We have no issues with the Class-D program in general. We are very much in favor of using inmates to perform local community work. This is not only beneficial to the community but for the inmates as well, as it allows them an opportunity to get back out into society and make a significant contribution. Generally Class-D inmates are used for more labor intensive jobs such as mowing grass, weed eating and litter removal from roadways.
The Taylorsville-Spencer County Fire Department however decided that it would be a good idea to have three of these inmates collect money, not only from roadside positions but in going door to door.
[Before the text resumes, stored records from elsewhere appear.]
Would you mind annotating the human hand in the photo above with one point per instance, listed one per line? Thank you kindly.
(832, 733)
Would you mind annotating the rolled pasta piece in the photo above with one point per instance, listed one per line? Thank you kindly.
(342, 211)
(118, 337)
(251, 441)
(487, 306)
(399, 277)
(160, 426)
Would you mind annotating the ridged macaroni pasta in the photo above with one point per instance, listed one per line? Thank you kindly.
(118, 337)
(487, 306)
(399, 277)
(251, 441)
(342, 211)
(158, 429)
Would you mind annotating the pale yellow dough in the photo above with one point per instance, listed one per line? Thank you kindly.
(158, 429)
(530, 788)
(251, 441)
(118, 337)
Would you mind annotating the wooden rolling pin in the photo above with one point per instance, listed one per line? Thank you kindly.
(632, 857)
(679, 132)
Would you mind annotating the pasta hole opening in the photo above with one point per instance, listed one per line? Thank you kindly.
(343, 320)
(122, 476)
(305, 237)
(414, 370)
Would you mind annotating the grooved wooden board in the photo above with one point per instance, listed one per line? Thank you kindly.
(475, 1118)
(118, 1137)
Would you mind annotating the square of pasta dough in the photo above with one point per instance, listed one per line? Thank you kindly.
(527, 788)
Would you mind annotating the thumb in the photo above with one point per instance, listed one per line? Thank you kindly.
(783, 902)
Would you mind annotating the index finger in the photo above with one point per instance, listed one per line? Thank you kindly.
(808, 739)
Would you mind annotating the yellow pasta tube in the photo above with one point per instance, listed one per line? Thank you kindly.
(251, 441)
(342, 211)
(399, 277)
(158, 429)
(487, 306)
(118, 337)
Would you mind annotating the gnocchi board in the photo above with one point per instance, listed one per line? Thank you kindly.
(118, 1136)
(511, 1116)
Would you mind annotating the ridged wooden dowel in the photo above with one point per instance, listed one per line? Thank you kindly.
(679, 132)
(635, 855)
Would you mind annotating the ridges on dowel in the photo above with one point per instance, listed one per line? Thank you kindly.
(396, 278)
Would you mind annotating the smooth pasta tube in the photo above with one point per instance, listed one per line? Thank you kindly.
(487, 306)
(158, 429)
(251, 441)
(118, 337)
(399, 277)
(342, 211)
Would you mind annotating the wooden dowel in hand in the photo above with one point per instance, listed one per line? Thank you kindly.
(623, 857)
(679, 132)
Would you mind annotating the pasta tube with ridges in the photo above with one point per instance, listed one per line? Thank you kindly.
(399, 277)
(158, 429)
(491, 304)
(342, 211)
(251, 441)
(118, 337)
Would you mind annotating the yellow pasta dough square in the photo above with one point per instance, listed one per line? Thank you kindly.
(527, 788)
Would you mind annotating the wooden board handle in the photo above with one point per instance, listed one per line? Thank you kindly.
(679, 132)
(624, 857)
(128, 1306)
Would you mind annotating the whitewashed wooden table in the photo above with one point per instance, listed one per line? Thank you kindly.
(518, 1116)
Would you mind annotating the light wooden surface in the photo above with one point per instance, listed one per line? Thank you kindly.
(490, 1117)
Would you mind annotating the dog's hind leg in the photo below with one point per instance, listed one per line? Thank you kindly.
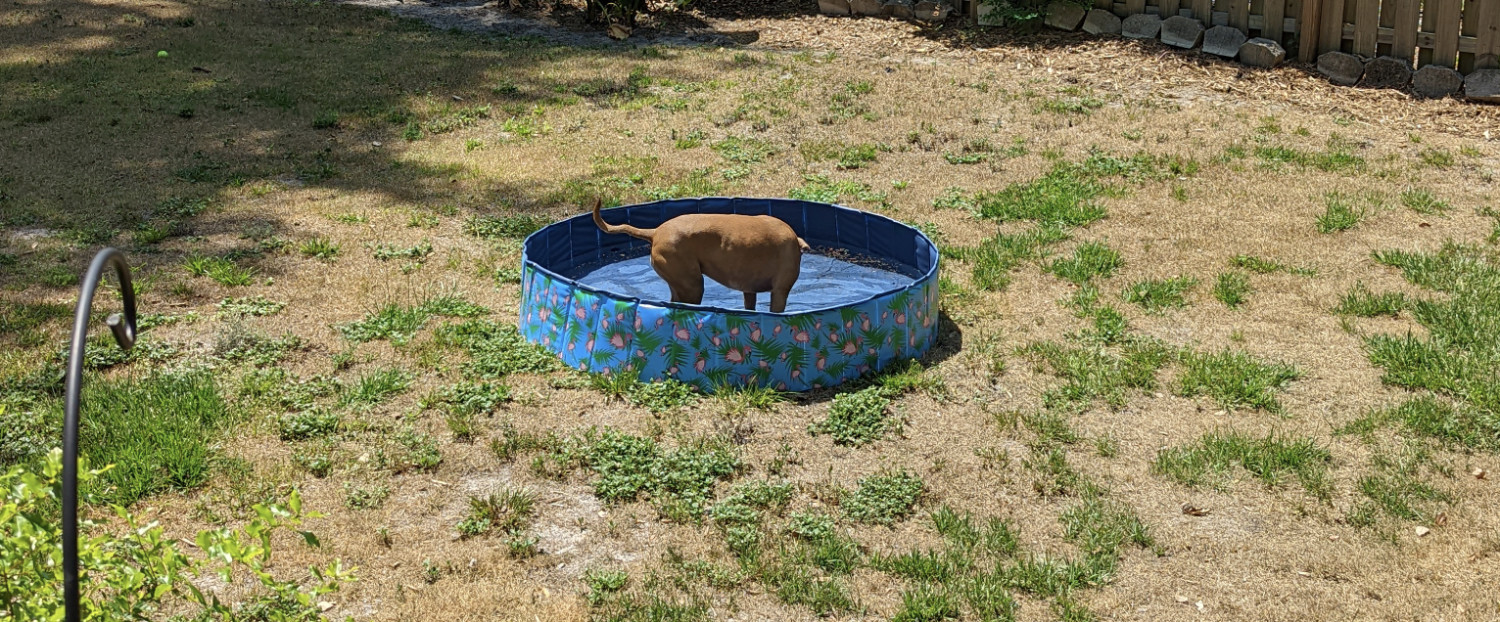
(693, 291)
(779, 300)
According to Taylorsville-Spencer County Fire Chief Nathan Nation he allowed inmates to handle money because they asked to help and because he was not aware of the rule forbidding inmates to handle money. However the rule is clearly outlined in the policy provided by the Shelby County Detention Center.
According to Detention Center Class D Coordinator Sgt. Celeste Petitt, inmates participating in the program are often facing charges such forgery or child support non payment. Pettit also said that each inmate is thoroughly searched, upon returning from a job site.
Our local fire department believes it is OK to allow people who are facing crimes relating to monetary issues to handle money. While the jail states that it conducts full scale searches, we do not believe this is necessarily sufficient where inmates are allowed nearly free access to cash.
The worst aspect of this issue however is not simply that convicted felons were allowed to collect money for a charity, but that they were allowed to go door to door in Spencer County neighborhoods. There is also apparently some dispute as to how closely their were supervised during their door to door activities.
Imagine inmates going door to door in your neighborhood. That nice young man you thought was just a firefighter could actually be a convicted felon. Did you open your door? Did they perhaps peer into your home? Worse yet, did you invite them to come in?
Any number of scenarios could be envisioned at the thought of an organized group of inmates parading through your neighborhood. Not to mention the legal liability the fire department might assume by allowing these inmates such access to citizens in their most private locations.
According to Nation, the use of inmates in this way will not happen again. Perhaps the Detention Center should reconsider before allowing the fire department any further use of the inmates. The rules were clear and they were not followed. Oftentimes when you fail to follow the rules your privileges are taken away.
Did the Detention Center do a thorough review of the matter after they were notified of the problem? There are still so many unanswered questions in this situation.
Should reprimands be handed down by the fire board? Is it acceptable to allow convicted felons access to citizens homes, especially at taxpayer expense?
Lets hope this little incident helps to teach our fire department a lesson. According to our story they say they have learned from their mistakes. Let’s hope that is true.